So it's over. It's all over for another year.
I'm delighted that it passed me by without any akward family arguments, forced smiles when I open a present I clearly don't like, pine needles stuck in my new socks, crackers and the hideous paper hats contained within, dusting the mince pie crumbs from my lap, hangovers laced with disgrace and self-loathing, going on walks in the cold just because it's Christmas, pretending to enjoy the company of the people I grew up with, drinking in a protestant cave with racists and slappers, my arteries feeling like vegetable oil runs through them and selection box-induced diabetes.
Today it is as far as it could possibly be from it happening again. That makes me smile like yesterday just couldn't. The weird thing about that is that Christmas tries to make you happy, it desperately wants to make you happy. Christmas fucking owes you. You spend hundreds of pounds trying to force happiness, with the food, the booze, the tree, the decorations, the cards, the stamps to send the cards, the presents, the gift paper, the ribbons, the little sticky card things you put on the presents and crackers. Boxing day just does it's thing, not trying to impress anyone. It doesn't want to make the 3rd of March or the 22nd of August, or any other random non-event day on the calendar, jealous like Christmas does. Christmas is a egotistical, self-centred wanker that wants the whole year to revolve around him. Boxing day leaves him to it and picks up the pieces.
And why do we succumb to this social farce? Because a religion you don't believe in says that it's saviour was born on this day 2008 years ago. Hmmmmm, let's instead just use the day to trying to get on with life, try to do the same things you would do any normal day, eat an ordinary, human amount of food, drink as much as you feel comfortable with, wear the jumper you want to wear and not the one that you're expected to wear because it was a gift and watch good TV, not force fed dribble with Q-list celebrites degrading themselves trying desperately to salvage a fame that faded away into the center fold of a magazine you can read at the dentists.
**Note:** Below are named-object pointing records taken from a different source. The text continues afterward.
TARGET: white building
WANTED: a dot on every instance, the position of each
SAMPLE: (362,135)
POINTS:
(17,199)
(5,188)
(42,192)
What I am trying to say is, if you don't believe in Jesus and don't have any kids in your family, don't bother. Happiness can't be forced, no matter how much blood, sweat, effort, money and alcohol you throw at it. Why should we have fun on this day? Because we're told to?
I don't buy into that shit, I can have fun any day of the year but the two days of the year that I am expected to have fun I very rarely do, my birthday and Christmas. Every other day is a laugh but organised, planned and prepared joy is rarely as good as the spontaneous joy which occurs on a day to day basis.
Merry Boxing day you happy little hangovers!